It is clear that a direct experimental measurement of the chemical and dynamic nature of the active sites of these enzymes, including the behaviour of nearby water molecules, will shed vital new light on some of these important issues. In particular, comparisons between catalase and peroxidase will be instructive in seeking the reasons for their different functionalities. Recently, 2D-IR experiments on ferric catalase revealed a structurally and dynamically constricted active site that is unusual in comparison to other haem proteins.25 In conjunction with X-ray crystallography, the relative structural rigidity was ascribed to the presence of a conserved water network surrounding the haem group, one of which (W1) was suggested to interact directly with nitric oxide bound to the ferric haem centre.25 To date, direct measurements of equilibrium ultrafast structural or water dynamics are not available for any peroxidase in its biologically-active ferric state. A 2D-IR study of the ferrous carbonmonoxy form of HRP was reported, though no contribution from water to the dynamic measurements was indicated.37 Ligand rebinding studies of NO to HRP following UV-visible wavelength photolysis have been carried out.38 These were consistent with a solvent-accessible active site.
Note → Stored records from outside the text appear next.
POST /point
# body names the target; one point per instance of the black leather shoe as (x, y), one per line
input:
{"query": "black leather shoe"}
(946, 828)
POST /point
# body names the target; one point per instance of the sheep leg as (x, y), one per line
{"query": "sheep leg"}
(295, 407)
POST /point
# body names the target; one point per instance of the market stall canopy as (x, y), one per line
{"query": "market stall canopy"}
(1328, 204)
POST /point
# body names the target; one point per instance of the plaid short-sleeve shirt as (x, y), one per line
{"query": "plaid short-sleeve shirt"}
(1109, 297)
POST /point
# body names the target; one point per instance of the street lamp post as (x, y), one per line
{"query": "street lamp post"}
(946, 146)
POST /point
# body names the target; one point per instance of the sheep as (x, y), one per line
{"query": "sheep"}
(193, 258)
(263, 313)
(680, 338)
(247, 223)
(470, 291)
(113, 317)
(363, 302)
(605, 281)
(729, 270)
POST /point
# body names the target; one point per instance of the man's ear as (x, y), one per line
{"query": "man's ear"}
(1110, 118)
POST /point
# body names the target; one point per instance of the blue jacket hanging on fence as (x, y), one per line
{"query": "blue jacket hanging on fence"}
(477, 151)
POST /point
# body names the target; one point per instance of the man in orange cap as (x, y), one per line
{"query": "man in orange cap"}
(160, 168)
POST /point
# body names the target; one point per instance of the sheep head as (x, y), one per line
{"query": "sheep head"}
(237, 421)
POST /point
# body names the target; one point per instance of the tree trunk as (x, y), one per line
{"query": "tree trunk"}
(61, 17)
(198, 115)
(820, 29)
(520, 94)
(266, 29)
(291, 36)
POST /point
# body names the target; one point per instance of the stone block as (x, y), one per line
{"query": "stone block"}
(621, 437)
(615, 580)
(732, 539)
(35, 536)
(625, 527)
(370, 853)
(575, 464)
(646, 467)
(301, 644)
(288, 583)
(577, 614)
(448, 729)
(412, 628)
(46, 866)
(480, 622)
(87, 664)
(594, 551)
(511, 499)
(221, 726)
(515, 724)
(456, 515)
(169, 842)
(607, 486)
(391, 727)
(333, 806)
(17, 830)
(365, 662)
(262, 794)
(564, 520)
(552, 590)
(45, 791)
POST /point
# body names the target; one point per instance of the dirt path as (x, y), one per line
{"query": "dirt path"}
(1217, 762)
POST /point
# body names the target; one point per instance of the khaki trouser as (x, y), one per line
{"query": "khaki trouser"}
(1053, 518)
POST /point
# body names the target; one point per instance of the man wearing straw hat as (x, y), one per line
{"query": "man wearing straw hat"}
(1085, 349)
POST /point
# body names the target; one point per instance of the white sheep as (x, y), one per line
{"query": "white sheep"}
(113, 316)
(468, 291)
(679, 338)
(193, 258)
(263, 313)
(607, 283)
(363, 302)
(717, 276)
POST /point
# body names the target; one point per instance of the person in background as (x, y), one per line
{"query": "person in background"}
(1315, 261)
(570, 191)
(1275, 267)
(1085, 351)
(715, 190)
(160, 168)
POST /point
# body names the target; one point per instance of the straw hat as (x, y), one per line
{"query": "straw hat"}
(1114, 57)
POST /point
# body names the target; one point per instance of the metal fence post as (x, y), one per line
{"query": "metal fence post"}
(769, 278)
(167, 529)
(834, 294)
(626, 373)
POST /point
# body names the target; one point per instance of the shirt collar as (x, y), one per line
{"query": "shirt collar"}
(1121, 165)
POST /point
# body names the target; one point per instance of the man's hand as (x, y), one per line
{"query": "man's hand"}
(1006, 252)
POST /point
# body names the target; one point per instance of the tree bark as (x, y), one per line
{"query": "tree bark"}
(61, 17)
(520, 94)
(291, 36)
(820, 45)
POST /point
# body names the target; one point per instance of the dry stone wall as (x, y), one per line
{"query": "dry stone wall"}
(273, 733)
Here, we report ultrafast 2D-IR and IR pump–probe measurements of the structural dynamics and the vibrational lifetime of NO bound to the ferric haem of catalase and HRP in both H2O and D2O solvents in order to conclusively determine the nature of the interaction between the haem ligand and the active site architecture. In addition to isotope dependence of the dynamics in both enzymes, these results reveal the presence of coherent motions in the catalase active site that couple to the haem ligand stretching motion and which may be pivotal to the enzymatic mechanism.


FTIR spectroscopy

Nitrosylation of ferric catalase in H2O (hereafter referred to as ‘aqueous’) solvent led to the observation of a new band in the infrared absorption spectrum, located at 1881.1 cm−1, which could be well-represented by a single Gaussian lineshape function with a full width half maximum (FWHM) of 7.8 cm−1 (see Fig. S1(A and B) ESI). This is consistent with previous studies that assigned this peak to the NO stretching vibration (νNO) of nitric oxide bound to the iron atom of the haem group.25 When a D2O (deuterated) solvent was used, neither the frequency nor FWHM of this absorption was observed to change significantly, yielding a frequency of 1881.0 cm−1 and a width of 7.3 cm−1.

In the case of HRP, similar peaks were observed (Fig. S1(C and D)), located at 1903.9 cm−1 (aqueous) and 1902.7 cm−1 (deuterated) with FWHM values of 13.9 and 14.7 cm−1 respectively. The results of fitting the νNO bands in each sample to a Gaussian lineshape function are shown in Table 1.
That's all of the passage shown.